W3D3 - Focusing on people skills

I wrote yesterday how I didn’t have a project to work on had I did Recurse Center this time around between roles. I realized that it’s only half true. Yes I need to sharpen my programming skills for interviews. However I do have something that I’ve been focusing on: people skills.

What’s different here is (1) it’s not directly related to software, and (2) it takes time. It takes time to come up with the questions to ask, to read up materials, to reflect on the ideas that surface. It’s not “my Raft implementation is working!”. There’s no start and finish. It’s an ongoing process.

It’s easy to fall into the trap of feeling stuck when looking for jobs. I’d like to take the time to explore more this time. Late last year I went to my first networking event since 2015. I look forward to more. I expect to feel out of place, but hey, that’s a chance to grow out of my comfort zone. It’s an opportunity to see what else is out there, what one could serendipitously discover.

In the past I’ve also gotten into the habit of focusing on a single project. I’m going to try having multiple small projects in parallel. Yes, some of them will involve the front end. In fact I played around with Modal as meetup prep to discover I can use it to run Whisper in the cloud (transcribing an hour-long audio clip takes 8 hours locally).

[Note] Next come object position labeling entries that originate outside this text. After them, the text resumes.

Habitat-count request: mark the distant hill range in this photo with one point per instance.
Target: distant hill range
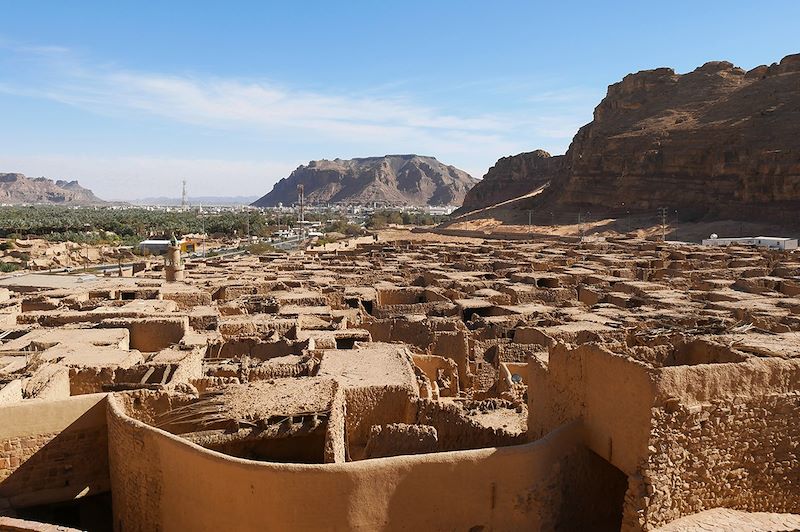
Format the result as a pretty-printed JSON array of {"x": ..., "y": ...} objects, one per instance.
[
  {"x": 412, "y": 180},
  {"x": 198, "y": 200},
  {"x": 716, "y": 143},
  {"x": 16, "y": 189}
]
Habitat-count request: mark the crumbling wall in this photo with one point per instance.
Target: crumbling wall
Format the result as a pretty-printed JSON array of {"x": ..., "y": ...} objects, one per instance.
[
  {"x": 455, "y": 431},
  {"x": 162, "y": 482},
  {"x": 376, "y": 405},
  {"x": 397, "y": 439},
  {"x": 723, "y": 435},
  {"x": 53, "y": 451},
  {"x": 150, "y": 335},
  {"x": 611, "y": 393}
]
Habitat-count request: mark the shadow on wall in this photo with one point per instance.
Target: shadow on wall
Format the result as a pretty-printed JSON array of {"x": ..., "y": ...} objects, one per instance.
[{"x": 61, "y": 478}]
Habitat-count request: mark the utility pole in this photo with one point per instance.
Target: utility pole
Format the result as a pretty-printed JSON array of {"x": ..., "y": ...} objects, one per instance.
[
  {"x": 663, "y": 212},
  {"x": 301, "y": 192},
  {"x": 183, "y": 196}
]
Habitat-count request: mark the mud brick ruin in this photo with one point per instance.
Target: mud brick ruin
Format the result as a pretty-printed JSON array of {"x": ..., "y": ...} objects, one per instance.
[{"x": 408, "y": 385}]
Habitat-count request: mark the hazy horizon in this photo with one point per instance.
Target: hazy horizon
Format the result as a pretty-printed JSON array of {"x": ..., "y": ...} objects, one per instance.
[{"x": 130, "y": 99}]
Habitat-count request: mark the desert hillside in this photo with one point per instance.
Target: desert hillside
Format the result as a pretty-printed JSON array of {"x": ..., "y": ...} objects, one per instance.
[
  {"x": 17, "y": 189},
  {"x": 716, "y": 143},
  {"x": 391, "y": 179}
]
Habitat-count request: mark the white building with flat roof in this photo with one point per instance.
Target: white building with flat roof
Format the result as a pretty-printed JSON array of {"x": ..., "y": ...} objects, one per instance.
[{"x": 771, "y": 242}]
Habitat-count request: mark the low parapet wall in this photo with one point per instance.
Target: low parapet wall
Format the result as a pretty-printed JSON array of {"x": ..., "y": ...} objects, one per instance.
[
  {"x": 163, "y": 482},
  {"x": 53, "y": 451}
]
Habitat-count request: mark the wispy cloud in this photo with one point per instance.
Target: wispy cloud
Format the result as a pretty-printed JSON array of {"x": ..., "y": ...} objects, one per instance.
[{"x": 369, "y": 121}]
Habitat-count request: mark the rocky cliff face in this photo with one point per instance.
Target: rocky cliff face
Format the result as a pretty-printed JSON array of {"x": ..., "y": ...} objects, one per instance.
[
  {"x": 716, "y": 142},
  {"x": 18, "y": 189},
  {"x": 392, "y": 179},
  {"x": 511, "y": 177}
]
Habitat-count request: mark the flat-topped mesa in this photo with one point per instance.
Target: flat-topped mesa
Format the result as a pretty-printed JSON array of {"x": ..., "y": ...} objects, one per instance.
[
  {"x": 390, "y": 180},
  {"x": 17, "y": 189},
  {"x": 717, "y": 142}
]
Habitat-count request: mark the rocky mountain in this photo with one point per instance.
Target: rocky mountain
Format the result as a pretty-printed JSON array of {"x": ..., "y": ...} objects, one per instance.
[
  {"x": 391, "y": 179},
  {"x": 717, "y": 142},
  {"x": 18, "y": 189}
]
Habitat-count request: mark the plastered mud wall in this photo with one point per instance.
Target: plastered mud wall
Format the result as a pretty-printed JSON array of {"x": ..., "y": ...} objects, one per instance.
[
  {"x": 164, "y": 483},
  {"x": 689, "y": 437},
  {"x": 53, "y": 451},
  {"x": 586, "y": 383}
]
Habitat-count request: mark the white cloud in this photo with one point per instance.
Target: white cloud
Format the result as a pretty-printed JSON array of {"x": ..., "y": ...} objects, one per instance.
[
  {"x": 372, "y": 122},
  {"x": 125, "y": 178}
]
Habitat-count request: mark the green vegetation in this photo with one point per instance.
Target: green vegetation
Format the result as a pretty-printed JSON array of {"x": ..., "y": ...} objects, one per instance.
[
  {"x": 383, "y": 218},
  {"x": 102, "y": 225},
  {"x": 261, "y": 248}
]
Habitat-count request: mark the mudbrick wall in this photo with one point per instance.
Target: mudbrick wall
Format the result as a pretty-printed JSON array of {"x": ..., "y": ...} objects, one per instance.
[
  {"x": 52, "y": 451},
  {"x": 739, "y": 453},
  {"x": 162, "y": 482},
  {"x": 722, "y": 435}
]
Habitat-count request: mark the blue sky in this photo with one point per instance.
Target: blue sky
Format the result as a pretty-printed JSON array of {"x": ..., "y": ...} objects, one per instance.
[{"x": 131, "y": 97}]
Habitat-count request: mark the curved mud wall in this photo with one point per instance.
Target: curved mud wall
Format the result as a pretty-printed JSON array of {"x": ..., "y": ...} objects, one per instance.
[
  {"x": 162, "y": 482},
  {"x": 53, "y": 451}
]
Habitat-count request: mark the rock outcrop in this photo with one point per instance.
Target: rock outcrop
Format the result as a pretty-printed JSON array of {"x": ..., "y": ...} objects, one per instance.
[
  {"x": 17, "y": 189},
  {"x": 511, "y": 177},
  {"x": 388, "y": 180},
  {"x": 717, "y": 142}
]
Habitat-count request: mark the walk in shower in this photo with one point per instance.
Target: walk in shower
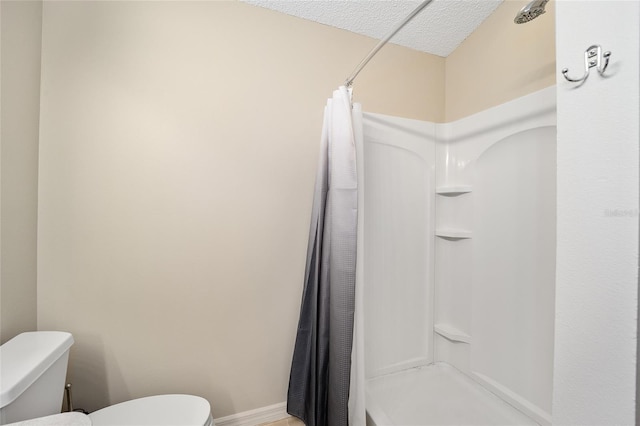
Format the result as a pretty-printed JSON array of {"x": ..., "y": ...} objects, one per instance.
[{"x": 459, "y": 249}]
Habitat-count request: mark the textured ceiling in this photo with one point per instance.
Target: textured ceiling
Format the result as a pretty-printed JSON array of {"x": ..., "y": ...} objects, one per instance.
[{"x": 438, "y": 29}]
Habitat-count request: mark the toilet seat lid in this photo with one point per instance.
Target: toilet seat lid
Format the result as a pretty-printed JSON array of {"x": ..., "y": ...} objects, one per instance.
[{"x": 159, "y": 410}]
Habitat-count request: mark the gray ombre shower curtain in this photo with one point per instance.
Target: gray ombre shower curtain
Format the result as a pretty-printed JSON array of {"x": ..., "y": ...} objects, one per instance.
[{"x": 326, "y": 386}]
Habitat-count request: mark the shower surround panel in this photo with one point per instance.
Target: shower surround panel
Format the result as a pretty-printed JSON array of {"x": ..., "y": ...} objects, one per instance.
[{"x": 477, "y": 297}]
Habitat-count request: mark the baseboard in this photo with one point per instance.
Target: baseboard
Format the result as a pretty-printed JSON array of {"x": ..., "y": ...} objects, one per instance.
[{"x": 255, "y": 417}]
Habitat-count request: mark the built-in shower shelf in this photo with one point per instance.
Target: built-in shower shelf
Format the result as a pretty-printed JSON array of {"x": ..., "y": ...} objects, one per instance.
[
  {"x": 453, "y": 190},
  {"x": 450, "y": 332},
  {"x": 453, "y": 234}
]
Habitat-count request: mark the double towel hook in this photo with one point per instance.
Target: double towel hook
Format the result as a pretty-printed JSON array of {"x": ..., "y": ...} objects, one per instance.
[{"x": 593, "y": 57}]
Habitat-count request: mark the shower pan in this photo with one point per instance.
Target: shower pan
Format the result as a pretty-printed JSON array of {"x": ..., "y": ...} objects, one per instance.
[{"x": 459, "y": 249}]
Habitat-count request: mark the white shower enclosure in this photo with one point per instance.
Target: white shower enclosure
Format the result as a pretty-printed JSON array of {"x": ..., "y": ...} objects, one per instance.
[{"x": 459, "y": 270}]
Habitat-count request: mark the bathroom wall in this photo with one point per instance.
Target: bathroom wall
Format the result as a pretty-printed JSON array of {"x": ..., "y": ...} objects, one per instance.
[
  {"x": 501, "y": 61},
  {"x": 598, "y": 200},
  {"x": 178, "y": 149},
  {"x": 20, "y": 34}
]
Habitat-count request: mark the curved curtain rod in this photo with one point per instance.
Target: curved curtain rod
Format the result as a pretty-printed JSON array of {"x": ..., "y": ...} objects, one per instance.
[{"x": 349, "y": 81}]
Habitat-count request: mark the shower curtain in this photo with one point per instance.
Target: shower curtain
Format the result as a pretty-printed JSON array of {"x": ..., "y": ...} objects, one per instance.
[{"x": 326, "y": 386}]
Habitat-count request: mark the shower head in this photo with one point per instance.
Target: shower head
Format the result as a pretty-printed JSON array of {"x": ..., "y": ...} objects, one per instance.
[{"x": 530, "y": 11}]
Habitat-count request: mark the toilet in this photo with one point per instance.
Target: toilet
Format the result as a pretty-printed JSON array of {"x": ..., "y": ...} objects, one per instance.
[{"x": 33, "y": 368}]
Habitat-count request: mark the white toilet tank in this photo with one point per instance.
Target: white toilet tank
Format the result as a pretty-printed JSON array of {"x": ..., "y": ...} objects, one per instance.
[{"x": 33, "y": 368}]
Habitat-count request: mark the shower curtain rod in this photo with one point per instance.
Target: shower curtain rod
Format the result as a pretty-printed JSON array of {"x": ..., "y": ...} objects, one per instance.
[{"x": 349, "y": 81}]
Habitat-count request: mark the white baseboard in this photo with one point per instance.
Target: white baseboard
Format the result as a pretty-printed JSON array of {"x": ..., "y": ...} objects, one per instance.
[{"x": 255, "y": 417}]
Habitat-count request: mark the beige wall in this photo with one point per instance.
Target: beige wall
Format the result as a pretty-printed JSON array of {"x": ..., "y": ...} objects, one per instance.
[
  {"x": 178, "y": 152},
  {"x": 501, "y": 61},
  {"x": 20, "y": 80}
]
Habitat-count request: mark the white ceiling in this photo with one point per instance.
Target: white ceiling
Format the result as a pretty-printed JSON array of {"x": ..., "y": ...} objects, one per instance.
[{"x": 438, "y": 29}]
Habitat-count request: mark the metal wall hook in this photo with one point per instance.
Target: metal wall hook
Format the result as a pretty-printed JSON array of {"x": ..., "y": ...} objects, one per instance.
[{"x": 593, "y": 57}]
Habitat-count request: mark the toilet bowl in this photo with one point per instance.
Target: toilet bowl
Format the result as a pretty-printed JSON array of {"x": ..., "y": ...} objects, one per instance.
[{"x": 33, "y": 368}]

I didn’t complete Advent of Code Day 12. What’s interesting is that I write code that gives a closer representation of the problem, rather than a simplification that helps get the answer. For example, I would generate all permutations of a string, instead of counting how many there are. Is this brute force? Sort of, though even after optimizing string permutation it's still too slow. I suppose it’s slower to handle 1 million strings instead of a counter at 1 million.